Karin J. H. Verweij

Genetic and environmental influences on cannabis use initiation and problematic use: A meta-analysis of twin studies

BACKGROUND Because cannabis use is associated with social, physical and psychological problems, it is important to know what causes some individuals to initiate cannabis use and a subset of those to become problematic users. Previous twin studies found evidence for both genetic and environmental influences on vulnerability, but due to considerable variation in the results it is difficult to draw clear conclusions regarding the relative magnitude of these influences. METHODS A systematic literature search identified 28 twin studies on cannabis use initiation and 24 studies on problematic cannabis use. The proportion of total variance accounted for by genes (A), shared environment (C) and unshared environment (E) in (i) initiation of cannabis use and (ii) problematic cannabis use was calculated by averaging corresponding A, C and E estimates across studies from independent cohorts and weighting by sample size.
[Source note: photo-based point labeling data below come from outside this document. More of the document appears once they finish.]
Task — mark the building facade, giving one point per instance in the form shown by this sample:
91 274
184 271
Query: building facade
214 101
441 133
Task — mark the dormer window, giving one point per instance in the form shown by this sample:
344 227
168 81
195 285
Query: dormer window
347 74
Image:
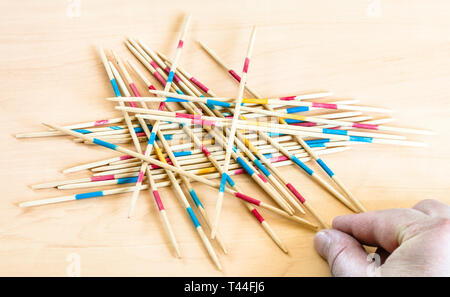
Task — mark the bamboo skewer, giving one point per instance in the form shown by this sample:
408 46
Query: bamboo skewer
104 177
306 146
186 182
250 170
166 166
152 184
276 172
177 188
254 211
270 112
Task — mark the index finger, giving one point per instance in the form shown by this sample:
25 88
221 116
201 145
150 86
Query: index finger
378 228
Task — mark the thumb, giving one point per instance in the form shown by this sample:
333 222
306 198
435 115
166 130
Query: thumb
344 254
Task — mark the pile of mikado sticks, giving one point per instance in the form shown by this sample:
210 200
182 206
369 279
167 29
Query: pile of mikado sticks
196 136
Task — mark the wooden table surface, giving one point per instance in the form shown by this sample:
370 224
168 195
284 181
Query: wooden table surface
385 53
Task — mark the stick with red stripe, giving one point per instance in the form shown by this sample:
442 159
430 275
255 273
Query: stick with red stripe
278 174
300 140
231 136
154 188
265 225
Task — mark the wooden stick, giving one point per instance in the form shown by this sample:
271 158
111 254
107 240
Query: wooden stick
263 223
308 149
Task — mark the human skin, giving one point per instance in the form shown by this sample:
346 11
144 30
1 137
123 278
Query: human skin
410 242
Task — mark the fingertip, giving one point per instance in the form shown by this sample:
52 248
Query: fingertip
340 222
322 242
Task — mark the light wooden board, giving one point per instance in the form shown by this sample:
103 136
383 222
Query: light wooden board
49 71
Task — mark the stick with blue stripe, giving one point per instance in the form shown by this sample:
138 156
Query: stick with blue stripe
139 179
294 159
174 161
265 225
232 134
109 70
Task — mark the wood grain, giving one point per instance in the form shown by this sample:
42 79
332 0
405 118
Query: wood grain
49 71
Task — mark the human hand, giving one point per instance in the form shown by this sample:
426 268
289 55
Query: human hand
411 242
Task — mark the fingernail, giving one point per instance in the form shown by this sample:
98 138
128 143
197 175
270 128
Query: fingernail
322 243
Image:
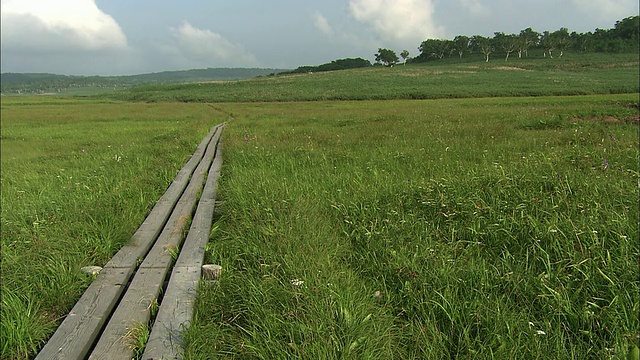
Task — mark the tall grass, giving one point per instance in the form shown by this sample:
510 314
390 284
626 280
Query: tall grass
484 228
77 180
573 74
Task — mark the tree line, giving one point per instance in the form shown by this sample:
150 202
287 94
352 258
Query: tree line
623 37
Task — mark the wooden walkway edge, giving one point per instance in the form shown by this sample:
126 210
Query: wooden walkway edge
127 289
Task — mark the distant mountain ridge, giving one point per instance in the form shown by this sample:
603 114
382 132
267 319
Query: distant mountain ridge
39 83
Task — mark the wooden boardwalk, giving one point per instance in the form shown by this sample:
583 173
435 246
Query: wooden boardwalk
140 278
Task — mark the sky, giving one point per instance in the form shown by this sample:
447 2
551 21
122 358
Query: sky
126 37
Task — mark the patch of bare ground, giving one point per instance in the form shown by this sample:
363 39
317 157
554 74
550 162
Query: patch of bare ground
609 120
510 68
627 64
435 72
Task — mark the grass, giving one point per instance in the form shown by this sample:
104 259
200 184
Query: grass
573 74
499 225
77 180
484 228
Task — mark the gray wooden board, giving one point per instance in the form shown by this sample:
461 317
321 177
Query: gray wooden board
149 279
133 310
176 309
79 330
174 315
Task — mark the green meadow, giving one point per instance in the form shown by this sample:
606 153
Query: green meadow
456 210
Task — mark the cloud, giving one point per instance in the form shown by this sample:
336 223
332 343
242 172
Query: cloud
475 7
406 21
206 48
45 26
322 24
608 9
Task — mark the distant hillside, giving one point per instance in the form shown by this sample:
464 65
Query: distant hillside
35 83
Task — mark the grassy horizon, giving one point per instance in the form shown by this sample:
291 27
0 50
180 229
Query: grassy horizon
573 74
78 178
484 228
502 224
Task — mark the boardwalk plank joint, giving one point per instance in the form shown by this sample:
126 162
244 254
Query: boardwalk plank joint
126 291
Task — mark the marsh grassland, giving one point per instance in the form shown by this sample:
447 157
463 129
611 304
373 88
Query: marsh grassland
77 180
497 217
484 228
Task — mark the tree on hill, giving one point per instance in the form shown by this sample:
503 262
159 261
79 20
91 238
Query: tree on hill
507 42
405 55
461 44
483 44
387 57
435 48
527 38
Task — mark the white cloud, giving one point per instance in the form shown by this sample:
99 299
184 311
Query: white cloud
208 49
322 24
405 21
45 26
608 9
475 7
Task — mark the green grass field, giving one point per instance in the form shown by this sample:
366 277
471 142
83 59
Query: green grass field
77 180
484 228
573 74
499 223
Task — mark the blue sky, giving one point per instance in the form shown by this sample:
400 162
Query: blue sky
118 37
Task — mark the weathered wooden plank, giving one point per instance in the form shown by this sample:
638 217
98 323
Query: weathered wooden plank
134 310
176 309
83 324
174 315
148 281
144 237
78 332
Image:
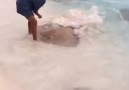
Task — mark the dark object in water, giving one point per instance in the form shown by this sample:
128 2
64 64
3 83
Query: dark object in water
125 14
58 35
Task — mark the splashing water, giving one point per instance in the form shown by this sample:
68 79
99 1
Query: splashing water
99 62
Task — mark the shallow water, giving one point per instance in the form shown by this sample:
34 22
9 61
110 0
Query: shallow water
99 62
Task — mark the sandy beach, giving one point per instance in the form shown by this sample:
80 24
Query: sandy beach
98 61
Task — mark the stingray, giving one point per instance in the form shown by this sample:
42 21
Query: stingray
125 13
58 35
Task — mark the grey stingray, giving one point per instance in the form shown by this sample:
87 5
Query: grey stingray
58 35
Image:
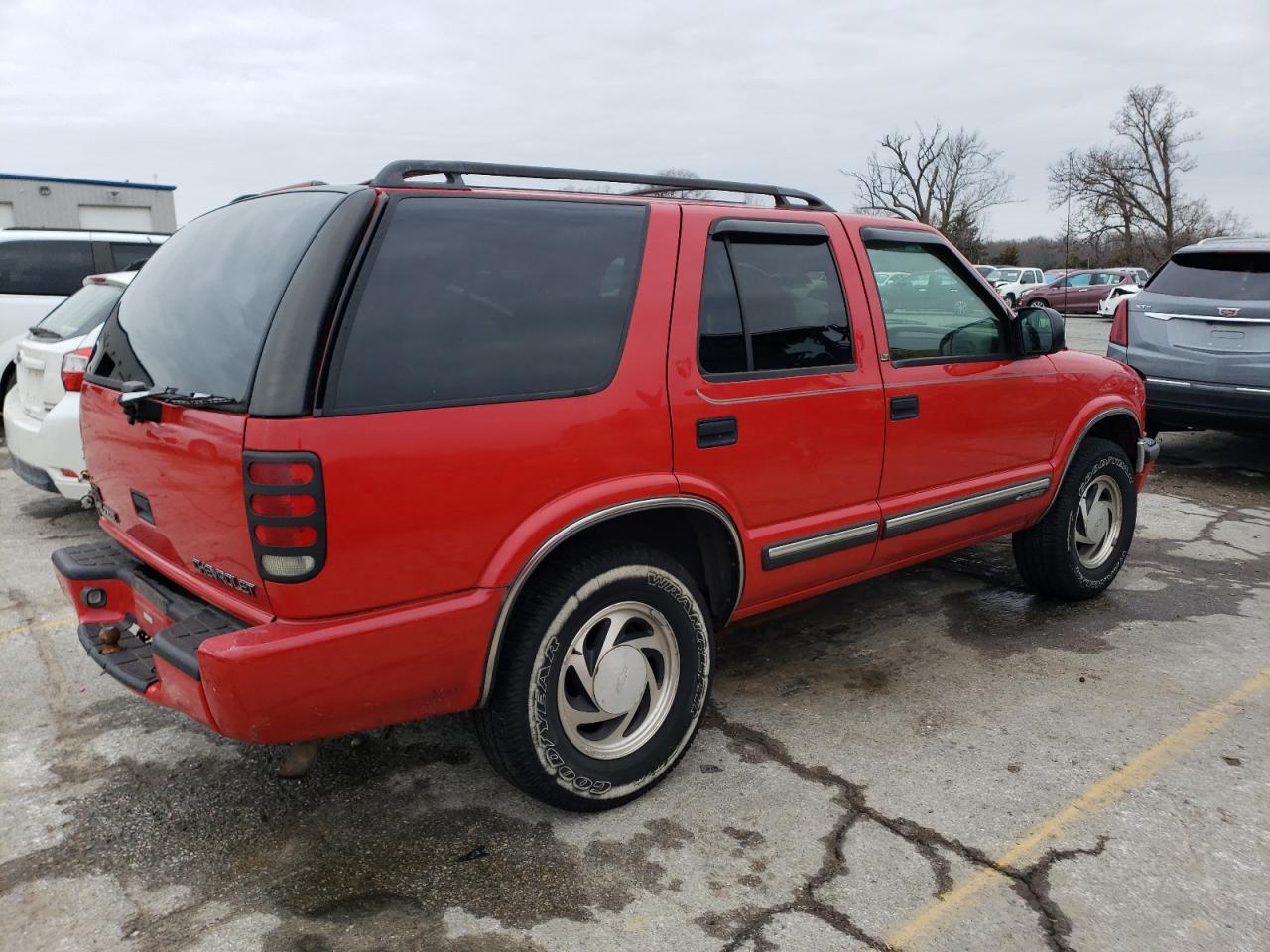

RESULTS For cannabis use initiation, A, C and E estimates were 48%, 25% and 27% in males and 40%, 39% and 21% in females. For problematic cannabis use A, C and E estimates were 51%, 20% and 29% for males and 59%, 15% and 26% for females. Confidence intervals of these estimates are considerably narrower than those in the source studies. CONCLUSIONS Our results indicate that vulnerability to both cannabis use initiation and problematic use was influenced significantly by A, C and E. There was a trend for a greater C and lesser A component for cannabis use initiation compared to problematic use for females.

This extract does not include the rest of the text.